Visita per la prima volta – da adulto – la tomba e il convento di Padre Pio il 25 di quel mese. Ci torna – per assistere alla messa nella chiesa santuario – tutte le volte che la salute glielo permette.
Alla fine di quel mese scrive a suor Bertilla Cafagna, una religiosa conosciuta a Barletta: “E’ un luogo bellissimo e di pace e ogni volta che ci vado sto molto meglio. La più bella frase che ho letto nel santuario è stata questa: Nell’amore è Gesù che ci diletta. Nel dolore siamo noi che dilettiamo lui. Quando sto giù di morale penso a questa frase e subito capisco di non essere solo”.
In un’altra lettera a Suor Bertilla si domanda se abbia sognato Padre Pio in compagnia della Madonna: “Era vestita di bianco e celeste e mi guardava. Dietro c’era la sagoma di un uomo di cui ho notato solo la barba: San Giuseppe, o Padre Pio? Come uno stupido mi sono spaventato e mi sono svegliato”.

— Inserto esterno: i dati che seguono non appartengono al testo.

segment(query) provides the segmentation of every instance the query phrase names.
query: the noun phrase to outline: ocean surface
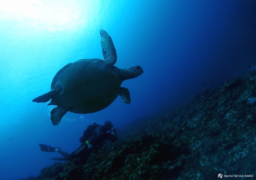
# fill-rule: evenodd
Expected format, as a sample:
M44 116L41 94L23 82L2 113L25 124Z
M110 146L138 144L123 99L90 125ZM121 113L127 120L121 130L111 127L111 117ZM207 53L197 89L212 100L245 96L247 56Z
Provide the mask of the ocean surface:
M71 153L94 122L120 128L255 68L255 8L253 0L1 1L0 179L37 176L56 162L39 143ZM144 70L122 84L131 102L118 97L100 112L68 113L55 126L55 106L32 100L65 65L103 59L101 29L113 41L115 66Z

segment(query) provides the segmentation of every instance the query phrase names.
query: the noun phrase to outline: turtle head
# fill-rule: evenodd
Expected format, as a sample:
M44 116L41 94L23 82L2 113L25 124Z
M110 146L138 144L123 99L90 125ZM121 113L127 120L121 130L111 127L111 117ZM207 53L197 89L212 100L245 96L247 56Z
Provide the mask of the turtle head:
M133 66L122 70L123 80L137 78L143 73L143 70L139 66Z

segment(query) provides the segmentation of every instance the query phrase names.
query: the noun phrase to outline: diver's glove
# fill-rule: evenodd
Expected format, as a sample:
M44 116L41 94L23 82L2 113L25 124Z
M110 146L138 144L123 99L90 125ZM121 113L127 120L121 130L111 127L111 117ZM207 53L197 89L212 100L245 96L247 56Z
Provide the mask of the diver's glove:
M112 142L115 142L118 140L117 138L117 132L116 131L112 131L110 134L110 141Z

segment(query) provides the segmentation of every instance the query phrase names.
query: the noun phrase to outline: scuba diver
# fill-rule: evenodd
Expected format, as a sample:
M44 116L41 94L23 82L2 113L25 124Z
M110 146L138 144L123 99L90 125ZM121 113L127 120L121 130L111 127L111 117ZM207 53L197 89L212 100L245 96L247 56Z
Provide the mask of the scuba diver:
M96 123L89 125L79 139L79 141L82 143L80 147L70 155L61 150L60 148L54 148L42 144L39 144L39 145L42 151L57 152L64 157L53 157L51 158L51 160L67 161L78 158L79 164L84 164L90 154L100 149L104 141L107 139L112 142L115 142L118 140L117 132L113 128L112 123L108 121L106 121L103 126Z

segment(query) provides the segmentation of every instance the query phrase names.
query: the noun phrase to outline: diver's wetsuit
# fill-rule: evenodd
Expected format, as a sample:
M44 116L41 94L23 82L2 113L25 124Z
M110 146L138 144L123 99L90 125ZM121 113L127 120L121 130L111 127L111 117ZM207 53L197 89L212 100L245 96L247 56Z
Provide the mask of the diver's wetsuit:
M58 152L63 156L67 160L78 158L79 164L84 164L90 154L95 150L98 149L102 145L106 139L110 139L110 134L107 133L108 129L104 126L97 127L92 134L88 142L93 147L92 149L88 148L88 145L84 142L80 147L73 152L70 155L64 151L58 150Z

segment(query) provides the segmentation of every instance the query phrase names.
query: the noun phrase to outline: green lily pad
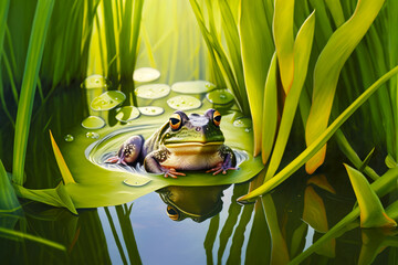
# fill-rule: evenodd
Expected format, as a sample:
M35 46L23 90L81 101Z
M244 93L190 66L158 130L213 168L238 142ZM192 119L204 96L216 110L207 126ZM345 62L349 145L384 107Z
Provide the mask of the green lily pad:
M116 119L123 123L136 119L139 117L139 110L134 106L125 106L117 109Z
M126 95L119 91L107 91L95 97L90 104L93 110L109 110L121 105L126 99Z
M160 72L156 68L142 67L133 73L133 80L136 82L151 82L160 77Z
M156 106L138 107L138 109L143 115L147 115L147 116L157 116L165 112L163 107L156 107Z
M91 75L87 78L84 80L84 82L82 83L82 88L103 88L103 87L108 87L109 86L109 81L106 80L104 76L102 75Z
M167 100L167 105L177 110L189 110L199 108L201 102L192 96L175 96Z
M203 113L202 107L198 113ZM171 115L171 112L168 110ZM66 206L71 211L83 208L117 205L138 199L149 192L168 186L222 186L250 180L263 168L261 157L252 157L252 132L233 126L234 113L222 117L221 130L226 145L231 147L238 157L239 170L229 170L227 174L212 176L203 171L184 171L187 176L178 179L164 178L161 174L148 173L143 166L136 168L117 163L105 163L105 160L117 153L121 145L133 135L147 139L159 129L168 118L161 116L142 116L134 126L116 124L97 130L98 139L87 138L86 130L77 126L70 131L74 140L65 142L63 136L55 139L60 144L75 183L61 184L57 189L29 190L20 192L22 197L41 201L55 206ZM56 194L63 192L60 199ZM56 194L55 194L55 193ZM71 204L73 203L73 204Z
M137 97L147 99L157 99L167 96L170 93L170 86L166 84L142 85L135 89Z
M200 94L216 88L214 84L208 81L186 81L172 84L171 91L182 94Z
M86 129L101 129L105 126L105 120L97 116L88 116L82 121L82 126Z
M206 95L206 98L212 104L226 105L231 103L234 97L228 89L216 89Z

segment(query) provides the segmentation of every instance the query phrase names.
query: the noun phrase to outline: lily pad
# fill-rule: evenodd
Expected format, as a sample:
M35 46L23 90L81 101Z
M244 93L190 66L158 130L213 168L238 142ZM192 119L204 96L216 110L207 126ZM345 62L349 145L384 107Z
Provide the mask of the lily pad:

Nelle visite a San Giovanni Rotondo, Ruggiero è accompagnato da Mariella. Nelle lettere che scrive alla ragazza, parla spesso dell’insegnamento che gli è venuto da Padre Pio, un insegnamento profondo, che attiene al ruolo della sofferenza nella vita cristiana: “Padre Pio ha sempre detto che non bisogna mai farsi sopraffare dalle sofferenze fisiche, perchè queste non devono intaccare il nostro spirito. La vera lotta è proprio questa: lo Spirito non deve mai essere sconfitto” (lettera del 28 ottobre 1991).
Mamma Gaetana mi racconta al telefono che durante l’ultimo periodo passato a casa, quando non era più in grado di uscire, Ruggiero le diceva: “Vorrei andare a San Giovanni Rotondo per salutare Padre Pio e pregare ai piedi della sua tomba, perchè lui mi sta sempre vicino”.
Le sue riflessioni sulla malattia risentono delle parole del frate di Pietrelcina, anche quando non lo cita. Ecco un esempio di questa discepolanza, in una lettera a una cugina, scritta dalla clinica di Lione il 28 dicembre 1991: “Quando si è consapevoli che soffrire vuol dire aiutare Gesù a portare la sua croce e a salvare tante anime, la sofferenza è coperta dalla gioia che ci dà il compito che ci è stato assegnato da Dio”.